Population stratification is a pivotal factor in GWASs, as it significantly influences the findings due to disparities in ancestral origins. These differences can give rise to discrepancies in allele frequencies across populations, potentially generating spurious association signals [21,22]. To mitigate the risk of false-positive findings in our analysis, it is imperative to acknowledge the existence of population stratification. PCA is capable of diminishing the complexity of a dataset while keeping its covariance structure intact [23]. To assess the classification effectiveness of the first 10 principal components, we calculated the proportion of variance explained by each component using the filtered SNP markers with PLINK. This analysis helped us understand how well the principal components capture the genetic variation within the population. Furthermore, we used the Admixture software to perform K-cluster analysis and evaluated the cross-validation error (CV-error) to determine the optimal number of subpopulations. By minimizing the CV-error, we identified the most appropriate value of K for population stratification. Though these buffaloes are raised on the same farm, their origins differ: the Nili-Ravi buffalo hails from Pakistan, while the Murrah buffalo originates from India. From our PCA plot, we observe clustering, particularly between groups MB and ZB, where these two clusters overlap and coalesce in several instances. This indicates that the buffaloes in these two groups may have a closer genetic relationship compared to the other groups. Overall, these groups can be generally categorized into two distinct segments. The plot depicting cross-validation error suggests that the optimal value of K, which corresponds to the lowest cross-validation error, is 3. Therefore, it is concluded that these 120 water buffaloes should be divided into three subgroups.

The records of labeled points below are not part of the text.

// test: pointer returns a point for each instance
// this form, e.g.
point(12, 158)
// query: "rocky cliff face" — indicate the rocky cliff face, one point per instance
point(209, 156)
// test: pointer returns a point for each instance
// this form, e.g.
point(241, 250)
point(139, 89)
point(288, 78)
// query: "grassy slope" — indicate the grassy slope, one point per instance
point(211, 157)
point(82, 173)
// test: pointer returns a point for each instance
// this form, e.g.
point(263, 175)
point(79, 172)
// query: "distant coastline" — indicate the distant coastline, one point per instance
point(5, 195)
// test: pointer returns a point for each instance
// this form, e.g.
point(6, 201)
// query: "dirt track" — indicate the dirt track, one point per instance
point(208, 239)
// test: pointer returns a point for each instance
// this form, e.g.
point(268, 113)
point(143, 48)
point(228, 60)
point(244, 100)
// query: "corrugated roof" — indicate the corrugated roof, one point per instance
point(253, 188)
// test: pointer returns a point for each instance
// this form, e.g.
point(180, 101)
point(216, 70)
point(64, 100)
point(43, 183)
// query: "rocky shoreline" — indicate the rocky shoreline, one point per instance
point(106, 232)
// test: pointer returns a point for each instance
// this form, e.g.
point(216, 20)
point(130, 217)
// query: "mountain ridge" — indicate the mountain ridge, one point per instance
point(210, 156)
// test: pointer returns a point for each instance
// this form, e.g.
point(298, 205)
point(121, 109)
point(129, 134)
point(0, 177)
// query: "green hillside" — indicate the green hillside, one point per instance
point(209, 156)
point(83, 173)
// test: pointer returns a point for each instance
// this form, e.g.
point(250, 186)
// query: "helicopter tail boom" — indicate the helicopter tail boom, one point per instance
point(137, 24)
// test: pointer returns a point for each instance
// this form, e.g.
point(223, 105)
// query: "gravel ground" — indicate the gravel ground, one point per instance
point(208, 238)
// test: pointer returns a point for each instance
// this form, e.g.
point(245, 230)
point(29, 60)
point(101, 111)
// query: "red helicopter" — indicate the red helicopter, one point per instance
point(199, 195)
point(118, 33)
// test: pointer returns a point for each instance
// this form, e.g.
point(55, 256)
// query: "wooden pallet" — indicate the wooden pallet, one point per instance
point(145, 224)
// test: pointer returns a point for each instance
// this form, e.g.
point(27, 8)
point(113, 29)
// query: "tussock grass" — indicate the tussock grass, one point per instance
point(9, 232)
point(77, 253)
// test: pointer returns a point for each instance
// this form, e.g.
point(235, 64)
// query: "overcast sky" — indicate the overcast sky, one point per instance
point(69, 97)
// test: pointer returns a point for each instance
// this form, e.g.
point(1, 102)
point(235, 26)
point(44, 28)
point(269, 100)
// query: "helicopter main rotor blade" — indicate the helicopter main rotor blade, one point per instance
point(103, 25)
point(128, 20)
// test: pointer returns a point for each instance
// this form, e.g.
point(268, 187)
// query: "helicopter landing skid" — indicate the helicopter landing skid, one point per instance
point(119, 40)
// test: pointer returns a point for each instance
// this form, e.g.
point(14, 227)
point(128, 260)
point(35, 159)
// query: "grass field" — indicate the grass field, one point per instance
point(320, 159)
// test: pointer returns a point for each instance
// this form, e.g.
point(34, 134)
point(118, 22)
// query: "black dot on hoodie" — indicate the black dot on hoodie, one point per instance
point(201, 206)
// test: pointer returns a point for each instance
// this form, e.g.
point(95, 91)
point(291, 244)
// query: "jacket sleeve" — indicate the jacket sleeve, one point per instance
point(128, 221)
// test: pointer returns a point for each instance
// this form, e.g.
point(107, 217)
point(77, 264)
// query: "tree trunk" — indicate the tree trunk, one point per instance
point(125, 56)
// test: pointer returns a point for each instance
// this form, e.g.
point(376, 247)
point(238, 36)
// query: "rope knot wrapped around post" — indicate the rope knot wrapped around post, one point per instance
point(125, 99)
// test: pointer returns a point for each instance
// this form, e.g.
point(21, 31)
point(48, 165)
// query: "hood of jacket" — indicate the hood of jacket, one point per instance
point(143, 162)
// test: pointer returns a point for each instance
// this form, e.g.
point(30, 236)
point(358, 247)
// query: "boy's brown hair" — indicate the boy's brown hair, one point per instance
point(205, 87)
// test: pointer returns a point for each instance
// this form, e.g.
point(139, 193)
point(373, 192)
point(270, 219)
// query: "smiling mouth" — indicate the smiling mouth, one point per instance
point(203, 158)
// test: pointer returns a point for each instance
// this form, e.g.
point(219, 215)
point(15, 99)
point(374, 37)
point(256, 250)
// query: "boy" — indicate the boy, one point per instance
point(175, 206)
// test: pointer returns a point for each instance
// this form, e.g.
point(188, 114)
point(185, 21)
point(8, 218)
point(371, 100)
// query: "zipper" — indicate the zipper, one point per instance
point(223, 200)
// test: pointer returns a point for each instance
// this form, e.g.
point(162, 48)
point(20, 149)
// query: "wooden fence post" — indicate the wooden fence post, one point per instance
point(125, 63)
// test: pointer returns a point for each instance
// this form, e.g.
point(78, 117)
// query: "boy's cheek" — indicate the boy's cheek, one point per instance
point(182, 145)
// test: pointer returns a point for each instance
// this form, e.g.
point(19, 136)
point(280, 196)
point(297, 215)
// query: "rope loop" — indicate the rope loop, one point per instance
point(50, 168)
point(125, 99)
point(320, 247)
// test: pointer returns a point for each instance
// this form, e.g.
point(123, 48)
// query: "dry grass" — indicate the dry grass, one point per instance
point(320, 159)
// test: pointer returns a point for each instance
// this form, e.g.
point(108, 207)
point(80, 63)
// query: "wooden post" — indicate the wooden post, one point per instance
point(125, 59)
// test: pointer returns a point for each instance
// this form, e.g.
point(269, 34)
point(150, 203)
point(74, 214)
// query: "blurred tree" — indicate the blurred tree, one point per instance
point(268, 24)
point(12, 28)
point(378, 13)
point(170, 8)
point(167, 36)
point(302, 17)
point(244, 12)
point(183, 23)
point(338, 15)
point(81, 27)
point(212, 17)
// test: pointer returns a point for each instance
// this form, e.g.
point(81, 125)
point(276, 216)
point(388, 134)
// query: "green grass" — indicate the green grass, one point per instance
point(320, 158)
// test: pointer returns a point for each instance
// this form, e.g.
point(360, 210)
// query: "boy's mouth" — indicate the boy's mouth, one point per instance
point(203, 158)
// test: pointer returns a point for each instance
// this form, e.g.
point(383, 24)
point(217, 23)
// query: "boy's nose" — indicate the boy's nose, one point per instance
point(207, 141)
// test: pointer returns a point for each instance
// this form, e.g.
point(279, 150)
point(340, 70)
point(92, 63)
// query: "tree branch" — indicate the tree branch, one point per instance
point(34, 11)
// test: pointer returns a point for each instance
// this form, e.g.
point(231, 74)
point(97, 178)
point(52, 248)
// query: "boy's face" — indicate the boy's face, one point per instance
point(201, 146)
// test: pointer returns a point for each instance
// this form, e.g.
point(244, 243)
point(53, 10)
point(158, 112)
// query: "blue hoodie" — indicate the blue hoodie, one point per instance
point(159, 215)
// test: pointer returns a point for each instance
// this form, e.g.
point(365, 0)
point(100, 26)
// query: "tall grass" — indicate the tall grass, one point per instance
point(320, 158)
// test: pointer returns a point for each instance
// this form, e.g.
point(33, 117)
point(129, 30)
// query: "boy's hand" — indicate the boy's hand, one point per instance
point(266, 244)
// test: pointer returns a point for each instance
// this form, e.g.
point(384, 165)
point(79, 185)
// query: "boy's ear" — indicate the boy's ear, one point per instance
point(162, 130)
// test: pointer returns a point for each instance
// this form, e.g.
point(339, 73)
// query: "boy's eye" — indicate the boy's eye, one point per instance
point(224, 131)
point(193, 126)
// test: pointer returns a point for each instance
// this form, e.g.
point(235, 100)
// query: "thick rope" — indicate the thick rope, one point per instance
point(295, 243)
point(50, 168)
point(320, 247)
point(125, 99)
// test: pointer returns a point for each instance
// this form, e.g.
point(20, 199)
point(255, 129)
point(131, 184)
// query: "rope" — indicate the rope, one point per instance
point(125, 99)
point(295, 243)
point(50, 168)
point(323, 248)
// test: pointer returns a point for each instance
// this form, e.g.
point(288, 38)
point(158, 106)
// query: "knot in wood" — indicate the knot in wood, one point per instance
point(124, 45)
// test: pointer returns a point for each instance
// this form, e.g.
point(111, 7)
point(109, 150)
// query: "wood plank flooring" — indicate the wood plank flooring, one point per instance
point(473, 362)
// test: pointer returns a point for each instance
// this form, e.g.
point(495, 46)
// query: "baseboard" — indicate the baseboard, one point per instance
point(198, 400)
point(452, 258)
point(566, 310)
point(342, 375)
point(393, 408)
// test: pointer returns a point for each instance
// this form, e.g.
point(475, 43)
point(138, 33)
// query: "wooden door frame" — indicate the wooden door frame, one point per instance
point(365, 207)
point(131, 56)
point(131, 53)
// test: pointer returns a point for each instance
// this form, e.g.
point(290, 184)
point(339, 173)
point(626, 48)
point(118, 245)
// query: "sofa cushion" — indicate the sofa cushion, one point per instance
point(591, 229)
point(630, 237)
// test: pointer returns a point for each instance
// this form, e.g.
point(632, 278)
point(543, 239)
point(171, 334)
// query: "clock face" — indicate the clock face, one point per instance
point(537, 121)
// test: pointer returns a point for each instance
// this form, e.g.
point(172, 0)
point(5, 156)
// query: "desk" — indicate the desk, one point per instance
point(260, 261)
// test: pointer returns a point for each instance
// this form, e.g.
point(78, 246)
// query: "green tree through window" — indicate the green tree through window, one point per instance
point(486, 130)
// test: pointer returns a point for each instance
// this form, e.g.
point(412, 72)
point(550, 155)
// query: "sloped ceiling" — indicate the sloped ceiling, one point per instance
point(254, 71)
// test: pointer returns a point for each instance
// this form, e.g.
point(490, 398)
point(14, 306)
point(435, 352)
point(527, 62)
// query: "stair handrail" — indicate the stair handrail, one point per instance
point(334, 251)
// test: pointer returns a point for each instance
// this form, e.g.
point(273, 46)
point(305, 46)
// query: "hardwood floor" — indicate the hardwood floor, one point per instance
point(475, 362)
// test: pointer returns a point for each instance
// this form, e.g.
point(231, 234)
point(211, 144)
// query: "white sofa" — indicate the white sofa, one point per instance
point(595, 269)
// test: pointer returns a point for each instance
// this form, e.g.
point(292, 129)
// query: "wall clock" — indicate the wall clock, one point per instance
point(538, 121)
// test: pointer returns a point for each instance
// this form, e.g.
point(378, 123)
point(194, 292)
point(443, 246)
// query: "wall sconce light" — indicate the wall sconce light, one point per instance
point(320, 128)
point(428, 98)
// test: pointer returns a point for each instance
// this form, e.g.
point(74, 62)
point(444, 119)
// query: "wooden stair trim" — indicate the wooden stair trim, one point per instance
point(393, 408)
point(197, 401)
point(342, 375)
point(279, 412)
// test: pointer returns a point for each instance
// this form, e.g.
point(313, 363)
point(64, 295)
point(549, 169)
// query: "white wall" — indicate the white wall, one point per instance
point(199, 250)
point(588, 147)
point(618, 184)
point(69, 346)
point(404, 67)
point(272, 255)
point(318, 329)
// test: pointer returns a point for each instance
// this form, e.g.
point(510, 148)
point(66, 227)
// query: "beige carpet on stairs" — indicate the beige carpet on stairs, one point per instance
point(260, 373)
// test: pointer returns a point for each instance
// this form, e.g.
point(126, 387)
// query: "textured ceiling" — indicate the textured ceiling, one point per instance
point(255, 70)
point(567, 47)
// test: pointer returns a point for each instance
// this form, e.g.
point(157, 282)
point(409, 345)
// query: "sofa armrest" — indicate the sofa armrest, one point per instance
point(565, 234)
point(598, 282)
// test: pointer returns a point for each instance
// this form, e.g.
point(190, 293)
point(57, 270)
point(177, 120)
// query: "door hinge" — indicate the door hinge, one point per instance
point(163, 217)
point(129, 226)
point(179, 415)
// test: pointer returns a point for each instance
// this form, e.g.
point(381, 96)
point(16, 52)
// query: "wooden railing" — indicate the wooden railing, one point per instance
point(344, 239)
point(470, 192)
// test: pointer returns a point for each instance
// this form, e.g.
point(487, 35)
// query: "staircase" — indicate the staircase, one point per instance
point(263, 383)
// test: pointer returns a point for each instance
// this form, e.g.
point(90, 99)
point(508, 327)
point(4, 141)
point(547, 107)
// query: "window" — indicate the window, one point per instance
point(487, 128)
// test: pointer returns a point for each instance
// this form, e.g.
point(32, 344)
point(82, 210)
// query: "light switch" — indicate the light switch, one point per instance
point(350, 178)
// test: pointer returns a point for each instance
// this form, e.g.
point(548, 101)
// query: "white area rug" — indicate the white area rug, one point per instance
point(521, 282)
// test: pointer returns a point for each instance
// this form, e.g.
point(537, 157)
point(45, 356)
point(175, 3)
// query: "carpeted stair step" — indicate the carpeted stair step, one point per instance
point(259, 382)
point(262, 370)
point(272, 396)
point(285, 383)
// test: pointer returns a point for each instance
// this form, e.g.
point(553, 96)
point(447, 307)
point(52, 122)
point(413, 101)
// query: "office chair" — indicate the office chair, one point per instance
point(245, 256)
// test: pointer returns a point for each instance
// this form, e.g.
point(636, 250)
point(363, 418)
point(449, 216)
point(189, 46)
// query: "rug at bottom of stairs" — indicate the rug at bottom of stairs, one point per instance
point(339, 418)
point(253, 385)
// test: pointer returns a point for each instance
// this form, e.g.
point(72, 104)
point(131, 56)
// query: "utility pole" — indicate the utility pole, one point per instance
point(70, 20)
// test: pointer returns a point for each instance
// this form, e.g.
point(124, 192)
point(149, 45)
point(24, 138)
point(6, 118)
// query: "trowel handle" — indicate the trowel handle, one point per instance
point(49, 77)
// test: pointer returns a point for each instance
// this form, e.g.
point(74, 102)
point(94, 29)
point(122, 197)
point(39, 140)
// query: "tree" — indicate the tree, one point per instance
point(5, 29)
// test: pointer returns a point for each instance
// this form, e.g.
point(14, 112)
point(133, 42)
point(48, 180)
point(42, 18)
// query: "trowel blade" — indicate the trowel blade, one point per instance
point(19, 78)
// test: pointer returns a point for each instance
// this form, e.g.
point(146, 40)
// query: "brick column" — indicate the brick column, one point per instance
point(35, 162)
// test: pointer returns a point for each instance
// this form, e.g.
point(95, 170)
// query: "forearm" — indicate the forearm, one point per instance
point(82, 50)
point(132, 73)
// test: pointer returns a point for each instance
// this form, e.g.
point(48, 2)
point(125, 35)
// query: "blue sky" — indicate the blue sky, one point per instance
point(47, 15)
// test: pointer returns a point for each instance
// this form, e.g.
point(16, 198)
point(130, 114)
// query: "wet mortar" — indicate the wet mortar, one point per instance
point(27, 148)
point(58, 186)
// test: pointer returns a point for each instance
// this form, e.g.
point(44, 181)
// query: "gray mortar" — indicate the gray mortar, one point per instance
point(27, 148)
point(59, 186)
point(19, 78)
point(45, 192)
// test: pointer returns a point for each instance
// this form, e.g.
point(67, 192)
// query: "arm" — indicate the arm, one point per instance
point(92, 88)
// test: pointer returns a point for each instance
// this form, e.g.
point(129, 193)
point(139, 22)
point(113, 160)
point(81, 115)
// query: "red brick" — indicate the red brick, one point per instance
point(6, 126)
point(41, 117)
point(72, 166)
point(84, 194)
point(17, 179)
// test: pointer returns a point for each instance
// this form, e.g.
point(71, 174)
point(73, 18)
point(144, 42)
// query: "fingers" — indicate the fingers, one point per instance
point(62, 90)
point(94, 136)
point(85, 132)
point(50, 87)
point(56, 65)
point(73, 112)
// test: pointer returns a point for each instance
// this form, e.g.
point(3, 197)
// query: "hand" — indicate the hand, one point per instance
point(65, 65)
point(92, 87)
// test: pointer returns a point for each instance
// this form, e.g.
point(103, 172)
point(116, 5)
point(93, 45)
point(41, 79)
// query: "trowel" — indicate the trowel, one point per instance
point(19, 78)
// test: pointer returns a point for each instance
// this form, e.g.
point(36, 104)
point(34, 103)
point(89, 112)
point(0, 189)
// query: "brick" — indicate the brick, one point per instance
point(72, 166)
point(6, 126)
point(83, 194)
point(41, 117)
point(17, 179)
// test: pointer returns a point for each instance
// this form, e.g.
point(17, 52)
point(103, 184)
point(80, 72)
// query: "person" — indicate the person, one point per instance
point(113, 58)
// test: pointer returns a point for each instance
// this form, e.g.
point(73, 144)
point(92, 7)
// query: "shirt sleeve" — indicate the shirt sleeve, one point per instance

The simple linear model serves as a valuable instrument for conducting SNP and phenotype analysis, concurrently managing population stratification by incorporating the relevant population structure as a covariate [24]. Typically, the models used in GWAS analysis are adjusted based on the genetic background and stratification of the dataset. In general, after correcting for population stratification, the inflation factor should approach a value of 1 in instances that adhere to a normal distribution [24]. In our experimental outcomes, the inflation factor for MY was 1.056, that for PM was 1.1, that for PY was 0909, that for PP was 1.06, that for FP was 1.12, and that for total FY was 0.916. These findings suggest that our model’s adjustment for population stratification is valid.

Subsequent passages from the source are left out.